Por outro lado, encontramos Francília Josué, partiu para França em 1977 ao encontro do marido em Paris. Encontrou emprego como costureira e chegou a costurar vestidos de noiva para clientes das altas sociedades da altura. “Fui para França ter com o meu marido e fiz o que mais gostava de fazer, costurar. Fazia vestidos lindíssimos e sempre tive imenso orgulho no meu trabalho. Naquela altura uma costureira era considerada como um elemento importante, hoje em dia são trabalhos que já existem muito pouco, o que me deixa profundamente triste”.

Reencontros

Todos os portugueses eram muito próximos. Aos sábados costumavam encontrar-se no jardim da Campanha, faziam uma espécie de piquenique e cada um trazia um tipo de comida para partilhar.

“Durante a semana só se trabalhava, cada um tinha a sua vida, mas o sábado era altura da semana que mais ansiava. Eram momentos bons que tínhamos uns com os outros. Almoçávamos e por vezes de tanto conversar, só saíamos lá de noite. Falávamos de tudo e erámos felizes” conta-nos Maria José.

No entanto, nessas conversas surgia muitas vezes temas como o regresso a Portugal, na qual António refere que “carregávamos todos a saudade de casa”, pois cada vez existia mais a vontade de regressar.

Agenda de França e fotografias em Portugal. Créditos: Maria José 


Ser português em França

Podemos dizer que os portugueses em França tiveram uma integração mais rápida do que os espanhóis, italianos, polacos, entre outros. Os franceses na altura possuíam uma visão positiva pois consideravam-nos muito trabalhadores.

Não existia qualquer preconceito perante os emigrantes portugueses, isto porque na altura existia muitos franceses que achavam que Portugal era uma província de Espanha. Por isso não era conhecido como inimigo e nessa medida, também não havia preconceitos sobre Portugal nem sobre os portugueses.

A atitude por parte da população portuguesa também foi positiva. Eram trabalhadores e humildes, isso e mais um conjunto de fatores que fizeram que muitos encontrassem a sua forma de inserção na população francesa.

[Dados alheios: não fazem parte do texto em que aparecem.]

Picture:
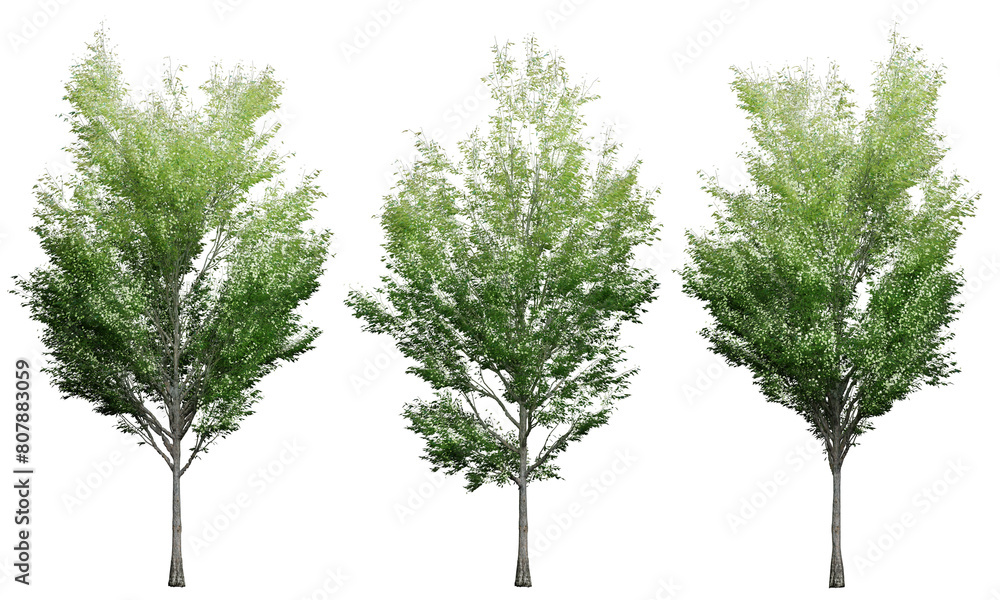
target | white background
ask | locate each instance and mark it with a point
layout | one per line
(355, 510)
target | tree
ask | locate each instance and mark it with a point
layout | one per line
(510, 276)
(176, 259)
(830, 275)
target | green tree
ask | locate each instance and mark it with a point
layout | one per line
(510, 276)
(176, 259)
(830, 275)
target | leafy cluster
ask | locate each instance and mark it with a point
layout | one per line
(830, 276)
(176, 260)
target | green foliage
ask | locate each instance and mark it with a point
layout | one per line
(510, 276)
(176, 260)
(830, 276)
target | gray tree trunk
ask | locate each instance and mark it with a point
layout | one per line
(522, 578)
(836, 560)
(176, 578)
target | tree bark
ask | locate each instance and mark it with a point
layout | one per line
(176, 578)
(522, 578)
(836, 560)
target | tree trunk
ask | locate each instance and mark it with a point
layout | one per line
(522, 578)
(176, 578)
(836, 560)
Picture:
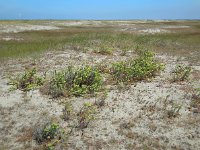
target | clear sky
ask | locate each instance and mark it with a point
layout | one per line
(99, 9)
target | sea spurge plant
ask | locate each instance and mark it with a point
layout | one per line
(77, 82)
(181, 73)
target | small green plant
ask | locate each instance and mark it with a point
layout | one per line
(27, 81)
(174, 110)
(47, 132)
(86, 114)
(50, 131)
(77, 82)
(143, 67)
(181, 73)
(67, 111)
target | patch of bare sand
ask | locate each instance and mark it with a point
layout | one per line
(134, 117)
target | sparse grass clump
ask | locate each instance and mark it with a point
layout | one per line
(181, 73)
(141, 68)
(26, 81)
(77, 82)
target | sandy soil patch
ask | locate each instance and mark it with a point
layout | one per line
(133, 117)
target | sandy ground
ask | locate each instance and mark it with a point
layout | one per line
(134, 117)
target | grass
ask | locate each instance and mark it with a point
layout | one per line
(77, 82)
(27, 81)
(103, 40)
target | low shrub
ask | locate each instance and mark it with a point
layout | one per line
(77, 82)
(26, 81)
(46, 133)
(143, 67)
(181, 73)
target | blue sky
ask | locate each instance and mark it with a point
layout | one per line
(99, 9)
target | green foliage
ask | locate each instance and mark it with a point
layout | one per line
(86, 114)
(143, 67)
(181, 73)
(27, 81)
(174, 110)
(50, 131)
(68, 109)
(85, 80)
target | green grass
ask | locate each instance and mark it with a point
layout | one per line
(103, 40)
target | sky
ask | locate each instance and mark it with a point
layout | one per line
(99, 9)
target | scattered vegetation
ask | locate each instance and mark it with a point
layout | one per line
(26, 81)
(173, 110)
(67, 111)
(181, 73)
(143, 67)
(77, 82)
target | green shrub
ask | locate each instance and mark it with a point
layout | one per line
(27, 81)
(77, 82)
(143, 67)
(46, 133)
(181, 73)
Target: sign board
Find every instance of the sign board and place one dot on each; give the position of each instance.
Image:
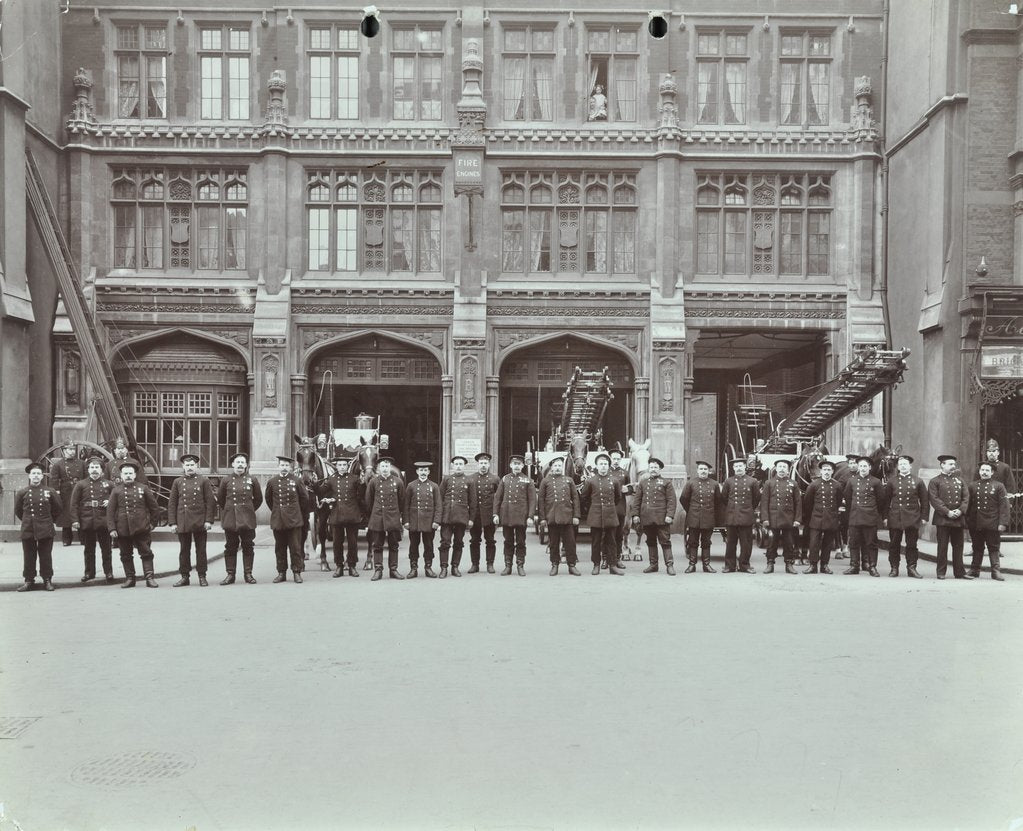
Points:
(1002, 361)
(468, 167)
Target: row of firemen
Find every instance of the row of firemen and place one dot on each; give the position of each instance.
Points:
(126, 511)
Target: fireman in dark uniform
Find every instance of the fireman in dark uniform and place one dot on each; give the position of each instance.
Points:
(423, 518)
(597, 498)
(287, 499)
(821, 511)
(950, 498)
(864, 501)
(190, 511)
(987, 517)
(701, 499)
(558, 508)
(654, 511)
(130, 516)
(458, 507)
(515, 504)
(484, 483)
(88, 517)
(345, 492)
(908, 509)
(386, 505)
(36, 507)
(64, 474)
(781, 506)
(238, 496)
(740, 499)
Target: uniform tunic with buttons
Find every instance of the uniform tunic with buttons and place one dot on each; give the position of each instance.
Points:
(907, 501)
(655, 500)
(348, 493)
(132, 510)
(781, 503)
(948, 492)
(87, 504)
(597, 498)
(286, 498)
(558, 499)
(36, 507)
(515, 500)
(740, 497)
(484, 487)
(864, 499)
(820, 504)
(423, 506)
(988, 505)
(238, 497)
(701, 498)
(385, 495)
(457, 499)
(192, 504)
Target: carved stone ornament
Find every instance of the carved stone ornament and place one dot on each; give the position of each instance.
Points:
(469, 374)
(270, 367)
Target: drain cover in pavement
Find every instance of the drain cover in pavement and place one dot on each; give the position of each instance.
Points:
(13, 726)
(129, 770)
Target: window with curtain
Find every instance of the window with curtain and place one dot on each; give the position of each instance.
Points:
(416, 61)
(721, 77)
(612, 86)
(804, 93)
(140, 54)
(389, 222)
(569, 222)
(223, 60)
(332, 52)
(180, 218)
(763, 224)
(528, 63)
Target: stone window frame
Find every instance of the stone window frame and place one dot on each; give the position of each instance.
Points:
(171, 202)
(346, 45)
(361, 207)
(229, 52)
(569, 200)
(772, 206)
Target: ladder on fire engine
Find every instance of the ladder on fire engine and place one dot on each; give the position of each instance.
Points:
(873, 370)
(109, 406)
(586, 397)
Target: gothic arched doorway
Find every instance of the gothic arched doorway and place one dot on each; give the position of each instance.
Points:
(386, 378)
(533, 380)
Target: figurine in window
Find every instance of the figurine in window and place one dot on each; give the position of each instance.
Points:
(597, 104)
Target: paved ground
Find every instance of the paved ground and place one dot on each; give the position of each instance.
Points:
(701, 701)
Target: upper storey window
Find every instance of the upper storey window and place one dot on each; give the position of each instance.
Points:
(529, 74)
(141, 61)
(334, 72)
(417, 52)
(612, 85)
(805, 77)
(223, 61)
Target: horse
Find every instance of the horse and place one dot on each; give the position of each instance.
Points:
(313, 469)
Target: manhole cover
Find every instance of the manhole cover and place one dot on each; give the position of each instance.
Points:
(13, 726)
(132, 769)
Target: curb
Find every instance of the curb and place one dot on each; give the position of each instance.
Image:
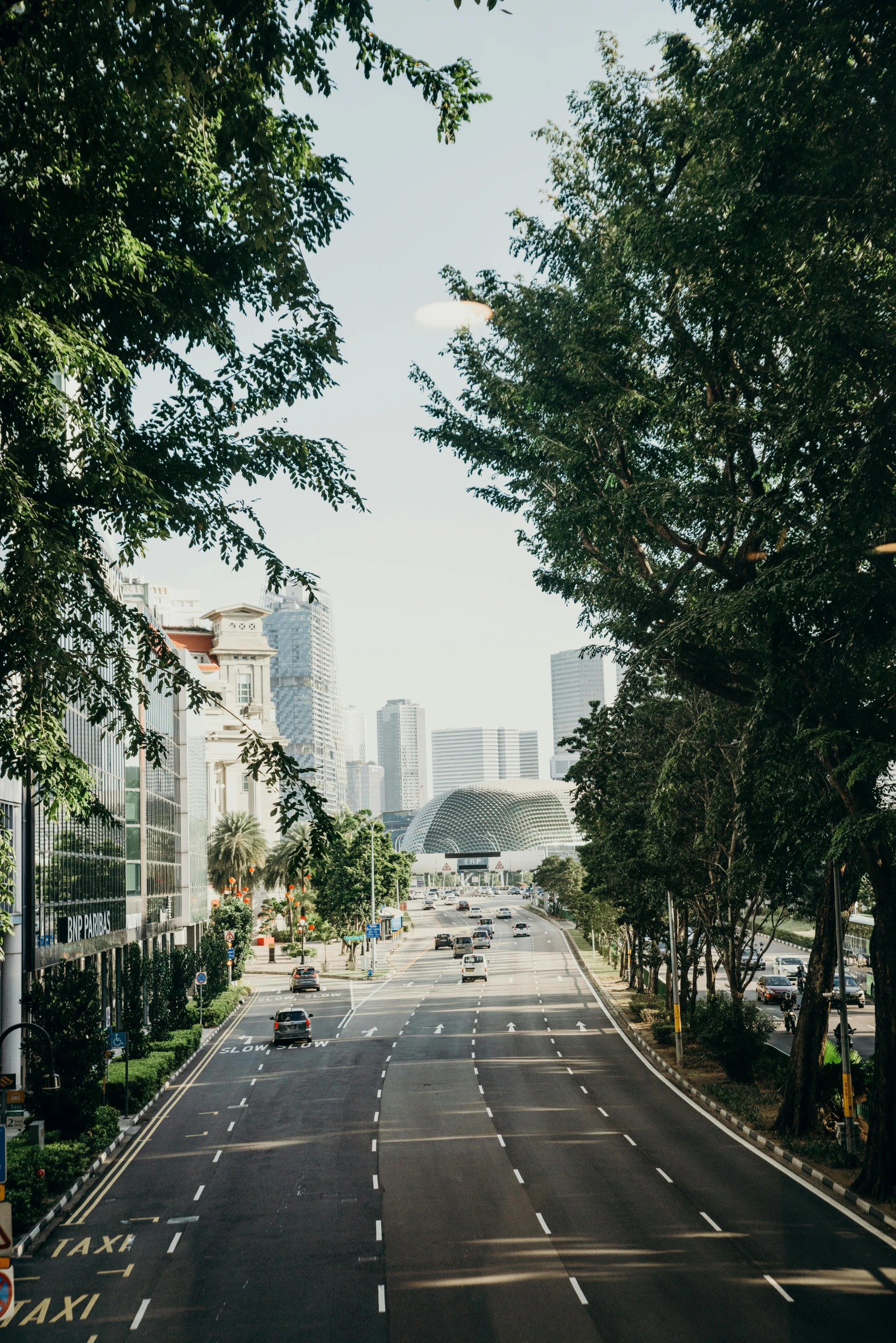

“Trabalhei para uma senhora muitos anos, era a madame Chevallier, era uma senhora impecável. Ajudou-me sempre muito quando precisei, e isso ficarei sempre grata. Lembro-me de quando dei a notícia que ia regressar a casa, à minha casa, ela respondeu-me “Si un jour tu décides de revenir Maria, les portes de ma maison te seront toujours ouvertes” e eu calmamente respondi “se Deus quiser, ficarei por Portugal até ao fim”.

Madame Chevallier e Maria José no dia do seu casamento, 1975. Créditos: Maria José 


Regresso a casa

Aos poucos, os portugueses que um dia tiveram que saltar as fronteiras, deixando tudo para trás na luta e na procura de uma vida melhor, regressaram a casa. “Em França, cada um tinha a sua vida, a sua família, a sua casa, os seus amigos. E aquilo que nos unia era o forte desejo de regressar. A luta era igual para todos e nisso, sempre tivemos ligados” afirma Francília durante a sua entrevista.

Hoje Gomes Aires tem mais que uma história, tem várias. Todos os portugueses regressaram de volta a Portugal, ao Alentejo, lugar onde o seu coração pertence.

“Foi o dia mais feliz da minha vida, saber que depois de tantos anos a trabalhar, tenho finalmente a possibilidade de ter uma vida melhor. E assim o fiz. Investi e arranjei uma casa à minha maneira, não havia mais aquela necessidade de contar o dinheiro ao fim do mês, poupámos e soubemos investir. Hoje temos a nossa casinha e a nossa pequena horta, e somos felizes assim”, termina Maria José.